In my Bible reading, I always love coming back to Peter’s letters. They are not lengthy, and yet they are packed with words of wisdom, of love, of hope, of warning, of courage, and even a couple of mysteries. I absolutely love coming back to them.
The other day, I read this short passage.
For we did not follow cleverly devised myths when we made known to you the power and coming of our Lord Jesus Christ, but we were eyewitness of his majesty.
17 For when he received honor and glory from God the Father, and the voice was borne to him by the Majestic Glory, “This is my beloved Son, with whom I am well pleased,”
18 we ourselves heard this very voice borne from heaven, for we were with him on the holy mountain.

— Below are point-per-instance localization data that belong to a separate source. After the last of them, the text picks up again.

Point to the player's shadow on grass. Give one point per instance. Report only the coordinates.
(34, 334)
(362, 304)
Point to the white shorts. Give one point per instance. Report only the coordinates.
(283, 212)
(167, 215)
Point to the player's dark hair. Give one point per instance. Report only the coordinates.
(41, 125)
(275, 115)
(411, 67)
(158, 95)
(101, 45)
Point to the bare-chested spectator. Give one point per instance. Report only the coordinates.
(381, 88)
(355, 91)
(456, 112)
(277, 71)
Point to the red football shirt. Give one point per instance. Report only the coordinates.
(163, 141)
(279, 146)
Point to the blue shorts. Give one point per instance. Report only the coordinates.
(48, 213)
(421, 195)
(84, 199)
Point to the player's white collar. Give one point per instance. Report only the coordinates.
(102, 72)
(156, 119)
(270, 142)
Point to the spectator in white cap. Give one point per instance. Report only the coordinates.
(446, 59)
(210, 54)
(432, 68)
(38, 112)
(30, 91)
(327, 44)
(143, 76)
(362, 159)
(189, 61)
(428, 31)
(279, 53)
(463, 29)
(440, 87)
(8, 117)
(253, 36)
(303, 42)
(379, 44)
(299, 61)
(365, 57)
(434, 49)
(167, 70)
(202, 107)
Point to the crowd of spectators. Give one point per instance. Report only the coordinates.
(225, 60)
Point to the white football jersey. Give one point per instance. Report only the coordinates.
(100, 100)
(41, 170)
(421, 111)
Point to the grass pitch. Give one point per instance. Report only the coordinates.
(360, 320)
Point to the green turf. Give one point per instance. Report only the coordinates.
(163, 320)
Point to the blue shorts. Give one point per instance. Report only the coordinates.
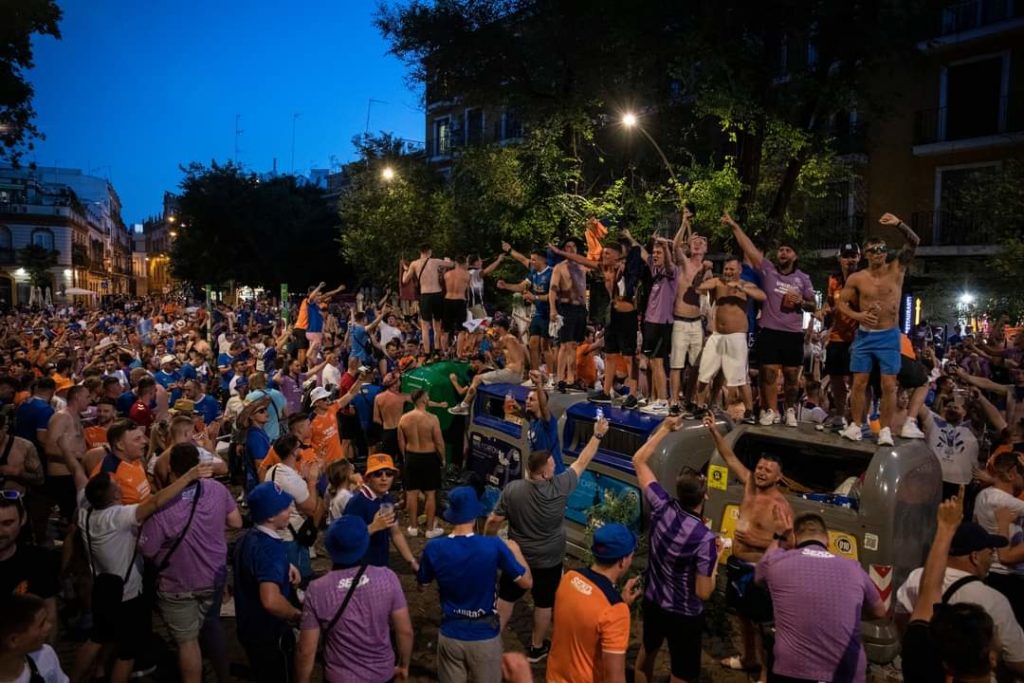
(882, 345)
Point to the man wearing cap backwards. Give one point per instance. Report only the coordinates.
(780, 342)
(877, 293)
(592, 619)
(535, 508)
(367, 504)
(465, 565)
(971, 555)
(842, 329)
(357, 645)
(263, 581)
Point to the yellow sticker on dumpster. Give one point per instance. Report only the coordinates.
(718, 477)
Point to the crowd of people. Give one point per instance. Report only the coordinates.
(164, 463)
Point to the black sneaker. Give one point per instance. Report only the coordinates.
(535, 654)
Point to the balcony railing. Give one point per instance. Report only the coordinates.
(963, 16)
(833, 230)
(953, 228)
(947, 124)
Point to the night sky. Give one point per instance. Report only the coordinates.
(134, 89)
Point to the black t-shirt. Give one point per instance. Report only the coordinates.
(921, 663)
(31, 569)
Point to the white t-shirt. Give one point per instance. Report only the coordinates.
(331, 375)
(47, 665)
(985, 506)
(114, 531)
(338, 504)
(955, 446)
(293, 484)
(1008, 631)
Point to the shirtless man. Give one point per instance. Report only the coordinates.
(687, 330)
(66, 438)
(535, 289)
(877, 293)
(426, 271)
(726, 348)
(454, 307)
(421, 442)
(515, 359)
(566, 298)
(762, 507)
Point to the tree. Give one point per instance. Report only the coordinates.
(233, 226)
(38, 261)
(22, 19)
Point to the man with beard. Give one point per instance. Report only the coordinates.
(726, 348)
(877, 292)
(780, 342)
(842, 329)
(762, 506)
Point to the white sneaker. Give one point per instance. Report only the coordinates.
(852, 432)
(910, 429)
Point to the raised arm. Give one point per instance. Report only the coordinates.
(580, 464)
(752, 253)
(727, 454)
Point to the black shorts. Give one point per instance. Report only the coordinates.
(780, 348)
(546, 582)
(60, 489)
(423, 471)
(129, 632)
(744, 597)
(837, 359)
(683, 634)
(453, 315)
(656, 340)
(573, 328)
(431, 306)
(621, 335)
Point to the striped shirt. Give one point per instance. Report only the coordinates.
(681, 548)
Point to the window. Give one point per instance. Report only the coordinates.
(974, 98)
(43, 238)
(442, 137)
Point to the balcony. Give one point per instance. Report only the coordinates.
(953, 228)
(828, 231)
(952, 124)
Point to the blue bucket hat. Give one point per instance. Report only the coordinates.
(463, 507)
(266, 500)
(347, 540)
(612, 542)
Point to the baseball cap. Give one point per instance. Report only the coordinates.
(971, 537)
(320, 393)
(379, 461)
(347, 540)
(612, 542)
(463, 507)
(266, 500)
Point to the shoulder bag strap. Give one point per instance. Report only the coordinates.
(348, 597)
(177, 542)
(955, 586)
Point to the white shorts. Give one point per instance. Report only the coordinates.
(687, 338)
(725, 352)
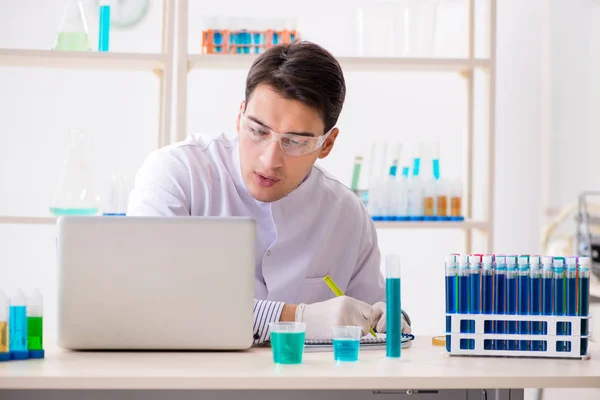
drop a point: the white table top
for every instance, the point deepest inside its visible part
(424, 366)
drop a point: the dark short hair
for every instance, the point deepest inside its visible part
(305, 72)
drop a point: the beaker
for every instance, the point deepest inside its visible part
(72, 32)
(75, 193)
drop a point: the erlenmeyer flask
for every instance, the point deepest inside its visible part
(72, 33)
(75, 193)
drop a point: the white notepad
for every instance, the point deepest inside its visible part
(367, 342)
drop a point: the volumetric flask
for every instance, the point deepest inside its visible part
(75, 192)
(72, 33)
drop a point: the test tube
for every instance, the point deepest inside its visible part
(429, 200)
(356, 172)
(35, 325)
(456, 201)
(474, 291)
(547, 293)
(571, 295)
(435, 156)
(450, 297)
(4, 350)
(500, 300)
(442, 192)
(18, 327)
(535, 298)
(523, 300)
(559, 298)
(393, 306)
(487, 297)
(583, 296)
(511, 298)
(463, 298)
(104, 26)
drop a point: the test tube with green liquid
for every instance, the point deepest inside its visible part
(35, 325)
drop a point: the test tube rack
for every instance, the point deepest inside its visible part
(551, 338)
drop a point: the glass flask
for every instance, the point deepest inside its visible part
(75, 192)
(72, 33)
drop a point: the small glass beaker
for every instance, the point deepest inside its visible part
(75, 192)
(346, 342)
(72, 34)
(287, 342)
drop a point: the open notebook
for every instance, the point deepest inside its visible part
(366, 343)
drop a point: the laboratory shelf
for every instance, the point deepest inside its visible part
(468, 224)
(242, 61)
(82, 60)
(10, 220)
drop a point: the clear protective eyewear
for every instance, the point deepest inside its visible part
(290, 143)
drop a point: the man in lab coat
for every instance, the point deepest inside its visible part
(308, 224)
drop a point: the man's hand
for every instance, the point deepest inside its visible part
(381, 328)
(343, 310)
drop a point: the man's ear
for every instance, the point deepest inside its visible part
(328, 146)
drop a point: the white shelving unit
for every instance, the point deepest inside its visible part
(464, 66)
(161, 64)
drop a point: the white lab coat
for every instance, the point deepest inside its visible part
(321, 228)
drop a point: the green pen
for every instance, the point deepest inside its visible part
(338, 292)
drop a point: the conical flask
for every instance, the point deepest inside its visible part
(72, 33)
(75, 192)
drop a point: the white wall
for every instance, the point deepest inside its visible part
(121, 110)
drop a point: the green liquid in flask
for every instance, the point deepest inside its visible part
(72, 41)
(73, 211)
(35, 335)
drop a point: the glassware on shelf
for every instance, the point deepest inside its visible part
(233, 35)
(72, 34)
(75, 191)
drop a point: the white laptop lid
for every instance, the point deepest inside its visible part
(155, 282)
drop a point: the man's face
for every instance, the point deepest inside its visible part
(269, 173)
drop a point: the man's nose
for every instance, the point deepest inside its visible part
(272, 156)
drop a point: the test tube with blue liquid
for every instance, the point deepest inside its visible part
(559, 298)
(4, 336)
(571, 295)
(547, 293)
(583, 299)
(463, 297)
(523, 299)
(18, 327)
(393, 306)
(500, 300)
(535, 298)
(487, 295)
(104, 26)
(450, 297)
(511, 298)
(474, 292)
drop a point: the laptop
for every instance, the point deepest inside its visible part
(155, 283)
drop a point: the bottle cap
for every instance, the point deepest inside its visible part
(392, 266)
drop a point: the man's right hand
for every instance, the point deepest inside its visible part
(343, 310)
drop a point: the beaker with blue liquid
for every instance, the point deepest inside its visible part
(75, 192)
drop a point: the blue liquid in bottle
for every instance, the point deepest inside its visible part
(450, 302)
(559, 301)
(536, 308)
(17, 326)
(511, 306)
(524, 327)
(584, 307)
(488, 300)
(394, 318)
(500, 301)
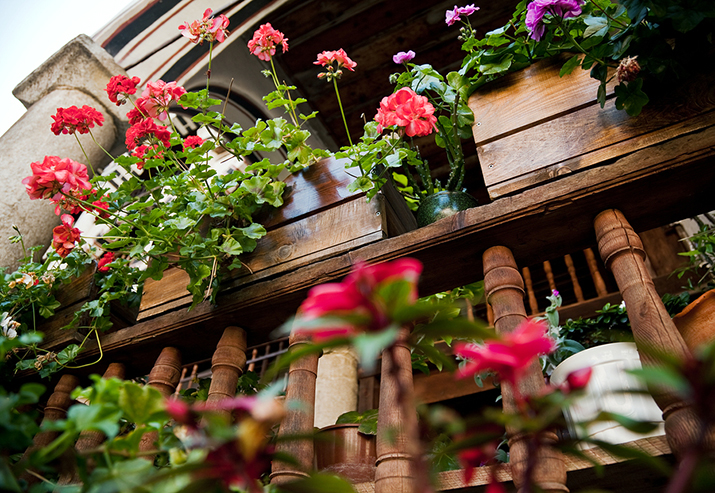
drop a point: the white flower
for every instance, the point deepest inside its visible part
(8, 326)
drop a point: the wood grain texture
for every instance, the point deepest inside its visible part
(653, 186)
(574, 140)
(622, 251)
(397, 439)
(227, 365)
(511, 103)
(300, 415)
(504, 289)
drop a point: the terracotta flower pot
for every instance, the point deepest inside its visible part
(696, 322)
(342, 450)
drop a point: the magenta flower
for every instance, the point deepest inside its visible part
(356, 304)
(511, 355)
(403, 57)
(537, 9)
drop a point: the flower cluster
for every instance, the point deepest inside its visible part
(207, 29)
(265, 41)
(64, 236)
(453, 16)
(54, 176)
(358, 304)
(537, 9)
(334, 62)
(409, 110)
(73, 119)
(120, 87)
(510, 356)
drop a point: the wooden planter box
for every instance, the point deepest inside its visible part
(533, 126)
(319, 218)
(71, 297)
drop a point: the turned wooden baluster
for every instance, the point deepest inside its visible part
(164, 377)
(396, 444)
(300, 404)
(595, 273)
(227, 365)
(622, 252)
(55, 409)
(505, 292)
(90, 439)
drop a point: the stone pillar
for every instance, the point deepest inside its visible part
(74, 76)
(336, 388)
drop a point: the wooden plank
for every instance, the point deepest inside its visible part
(341, 228)
(511, 104)
(652, 186)
(440, 386)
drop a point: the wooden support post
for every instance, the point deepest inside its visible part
(300, 404)
(164, 377)
(622, 252)
(574, 278)
(90, 439)
(505, 292)
(56, 408)
(227, 365)
(598, 282)
(396, 443)
(533, 304)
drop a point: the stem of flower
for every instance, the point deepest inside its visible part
(342, 113)
(89, 163)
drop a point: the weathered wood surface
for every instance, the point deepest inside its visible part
(300, 416)
(504, 289)
(653, 330)
(397, 442)
(535, 142)
(344, 227)
(652, 186)
(498, 112)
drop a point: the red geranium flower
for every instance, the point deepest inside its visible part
(157, 96)
(54, 176)
(206, 29)
(147, 130)
(73, 119)
(192, 142)
(65, 236)
(356, 304)
(407, 109)
(265, 40)
(120, 87)
(511, 355)
(107, 258)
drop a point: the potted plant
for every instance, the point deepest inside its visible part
(348, 447)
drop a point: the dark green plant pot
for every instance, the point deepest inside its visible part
(443, 204)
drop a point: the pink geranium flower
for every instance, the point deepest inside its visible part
(157, 96)
(207, 29)
(511, 355)
(409, 110)
(147, 130)
(120, 87)
(54, 176)
(265, 41)
(103, 264)
(403, 57)
(74, 119)
(537, 9)
(65, 236)
(356, 305)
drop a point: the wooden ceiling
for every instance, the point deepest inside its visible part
(371, 32)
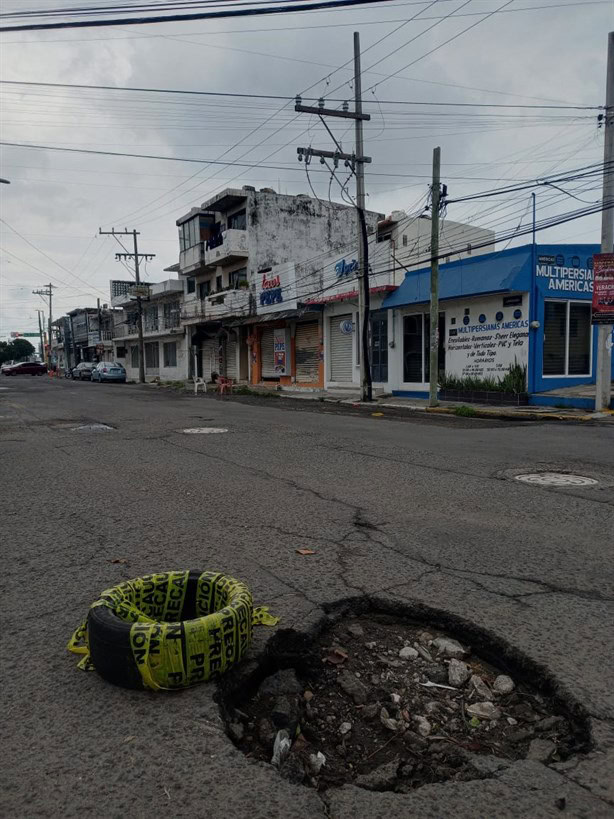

19 And we have something more sure, the prophetic word, to which you will do well to pay attention as to a lamp shining in a dark place, until the day dawns and the morning star rises in your hearts…
2Peter 1:16-19, ESV
(emphasis my own)
Peter makes a great case here for his testimony (and that of the others). He says, ‘look, guys, I was there with Jesus; I saw it with my own eyes; I heard it with my own ears!’ Peter didn’t craft a story that would engage followers; he told of his own experiences and what he witnessed firsthand.
As a side note, what do you suppose that was like? If you had heard that voice Peter speaks of, would your first inclination be to say, “Wow! I heard the voice of God!” Mine wouldn’t. My first inclination, I think, would be more like, “Did that just happen?” And listen, Peter was a bit of a doubter himself. He struggled with proclaiming the truth he had witnessed. Remember, this is the man who denied knowing Christ–three times. Yet in spite of his doubt, Peter has now gotten to a point in his life where he is not ashamed to speak of the miraculous things he has been witness to in his experience with Jesus.
And so here we see Peter, giving us three proofs:
- We were there;
- We saw it with our own eyes;
- We heard it with our own ears.
And while I think it is bad form to question another person’s experience, Peter tells us there’s more.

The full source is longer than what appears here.